Mugisha ha anche detto che molti ugandesi sono stati costretti a lasciare il loro paese per sfuggire alla brutalità della polizia, alle molestie e alle discriminazioni.

Ha continuato dicendo:"Ogni essere umano merita di rimanere in un luogo dove è amato, accettato e rispettato", "..ed è molto spiacevole che per molti ugandesi LGBTI questo non possa essere così. Penso che dobbiamo sostenerli ed aiutarli a trovare per loro una casa migliore".

Gli ugandesi che si sono rifugiati in Kenya spesso vivono in quartieri molto più poveri di Kibera, una baraccopoli che ospita almeno 250.000 mila rifugiati e ben un milione di abitanti nel totale, dove l'accesso ai servizi di base è una grande lotta.
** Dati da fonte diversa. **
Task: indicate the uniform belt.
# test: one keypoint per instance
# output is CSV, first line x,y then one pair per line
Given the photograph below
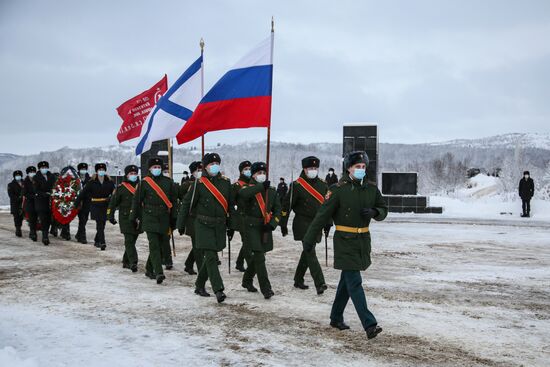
x,y
352,229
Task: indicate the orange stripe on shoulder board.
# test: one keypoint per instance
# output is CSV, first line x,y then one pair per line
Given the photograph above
x,y
159,191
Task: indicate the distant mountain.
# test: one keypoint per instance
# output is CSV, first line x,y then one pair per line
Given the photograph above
x,y
441,166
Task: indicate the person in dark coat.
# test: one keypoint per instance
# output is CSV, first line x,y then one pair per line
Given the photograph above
x,y
15,193
282,189
28,201
331,178
84,212
43,184
526,191
98,191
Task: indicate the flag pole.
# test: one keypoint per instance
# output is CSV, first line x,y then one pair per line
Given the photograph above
x,y
201,43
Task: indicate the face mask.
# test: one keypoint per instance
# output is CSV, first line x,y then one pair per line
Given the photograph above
x,y
359,173
312,173
214,169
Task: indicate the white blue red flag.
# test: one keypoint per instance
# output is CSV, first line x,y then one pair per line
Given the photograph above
x,y
173,109
240,99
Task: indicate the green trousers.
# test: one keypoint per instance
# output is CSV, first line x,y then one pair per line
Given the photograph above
x,y
309,260
130,253
256,266
154,261
209,270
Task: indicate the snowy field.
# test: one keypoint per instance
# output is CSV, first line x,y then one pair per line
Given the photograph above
x,y
455,292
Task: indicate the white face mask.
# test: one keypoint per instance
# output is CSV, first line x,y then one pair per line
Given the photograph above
x,y
312,173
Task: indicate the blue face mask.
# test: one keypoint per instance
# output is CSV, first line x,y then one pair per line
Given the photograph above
x,y
359,173
214,169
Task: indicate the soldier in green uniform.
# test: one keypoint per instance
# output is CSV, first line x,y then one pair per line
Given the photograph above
x,y
122,200
262,211
244,179
211,199
196,172
351,203
152,209
305,197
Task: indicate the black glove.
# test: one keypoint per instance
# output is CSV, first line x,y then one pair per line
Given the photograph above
x,y
308,246
327,229
230,233
369,213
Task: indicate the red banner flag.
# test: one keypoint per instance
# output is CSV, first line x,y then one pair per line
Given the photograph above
x,y
134,111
Alcuni di loro si sono rivolti alla prostituzione come ultima possibilità per trovare un sostentamento . Altri gestiscono piccole attività di artigianato . Mukhwezi lavora come ciabattino, ma vivere e lavorare in questi insediamenti così densi significa lottare per mantenere segrete le proprie preferenze sessuali.

Emmanuel Okumo,un ugandese gay che vive a KIbera, ha detto : " La vita qui è orribile, si vive in una baracca e quando non lavori sei uno straniero". Okumo ha chiesto il reinsediamento in un paese terzo, ma non dirà dove per paura di segnalazioni legate alle sue preferenze sessuali. "Ora sto facendo artigianato per guadagnarmi da vivere. Non ho nessuno amico a cui chiedere aiuto. I miei genitori in Uganda mi hanno disconosciuto a causa del mio orientamento sessuale . Non ho nessuno che mi possa ascoltare, mi sento solo".

Le cose stanno peggiorando anche in Uganda, ha dichiarato Okumo - un'affermazione che echeggia anche da altri ugandesi, gay , lesbiche, bisessualie  transgender in Kenya e in altri paesi. A settembre, i funzionari hanno annunciato un nuovo programma di terapia di conversione per le persone gay sancito dal governo.

Il Ministro dell'Amministrazione Simon Lokodo in una dichiarazione ha detto :" Sta per essere sviluppato un programma di riabilitazione dei membri della comunità LGBTI, con il fine ultimo di dare loro la possibilità di poter condurre una vita normale".

Lodoko si è anche promesso di continuare a contrastare le riunioni LGBTI.

Nonostante l'impegno di Lodoko, l'attivista gay Mugisha ha dichiarato che la comunità LGBTI dell'Uganda continuerà ad organizzare incontri pubblici.
Mugisha ha detto : "Parlo e lotto per coloro che non possono battersi e parlare per se stessi, voglio contribuire a cambiare la mentalità per proteggere tutte le persone LGBTI da quello che pensa la gente".

Mukhwezi, però, non ha intenzione di tornare a casa sua in Uganda.
Dice:"Non posso tornare in Uganda, è tropo difficile vivere come una persona LGBTI in quel paese. Le persone affrontano ogni giorno la discriminazione da parte dei membri delle proprie famiglie , delle autorità, della comunità e anche dai leader religiosi. Puoi morire in qualsiasi momento".